Drug manufacturers Novartis and United Therapeutics (UT) last night urged a federal appeals court in Washington, D.C., to affirm a lower court’s November 2021 judgement that the 340B statute does not stop manufacturers from attaching any conditions to 340B drug sales involving contract pharmacies.
U.S. District Judge Dabney Friedrich of the U.S. District Court for the District of Columbia on Nov. 5 set aside the U.S. Health Resources and Services Administration’s (HRSA) May 17 letters telling Novartis and UT their restrictions on 340B contract pharmacy were illegal and resulted in overcharges that must be repaid, or the companies could face civil fines.
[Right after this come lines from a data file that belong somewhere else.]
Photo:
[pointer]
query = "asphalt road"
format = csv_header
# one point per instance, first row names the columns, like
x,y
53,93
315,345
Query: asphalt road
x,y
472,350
Friedrich ruled that the 340B statute does not prohibit drug makers from attaching any conditions to 340B sales. But, she said, the statute does not permit all such conditions. Any new enforcement action against Novartis and UT would need to be based “on a new statutory provision, a new legislative rule, or a well-developed legal theory that Section 340B precludes the specific conditions at issue here,” Friedrich said.
The government appealed Friedrich’s ruling to the U.S. Court of Appeals for the District of Columbia in late December. It filed its brief last month urging the court to overturn Friedrich’s decision. Twenty-five states filed a friend of the court brief on May 16 backing the government position.
Novartis and UT filed their briefs last night.
“The 340B statute speaks to the purchase of covered outpatient drugs by covered entities,” Novartis told the appeals court. “It says nothing about deliveries of covered outpatient drugs to non-covered entities. The district court correctly rejected the government’s attempt to parlay statutory silence into a statutory mandate that manufacturers comply with covered entities’ unilaterally-dictated delivery arrangements. … The district court correctly set aside HRSA’s violation letter. The judgment should be affirmed.”
UT told the appeals court that the text of the 340B statute “imposes a straightforward, limited obligation: pharmaceutical manufacturers are obligated to “offer” 15 specified types of statutorily defined “covered entities”—healthcare facilities intended to serve indigent, underinsured, and vulnerable patient populations—the opportunity to “purchase” certain outpatient drugs at a discounted rate. The statute does not require manufacturers to provide discounted drugs to anyone other than covered entities, nor does it limit manufacturers’ historic rights (as sellers) to set the other commercial terms of sale beyond the price. Accordingly, and as the district court properly held, the statute does not bar all commercial terms set by manufacturers as the agency asserted here.”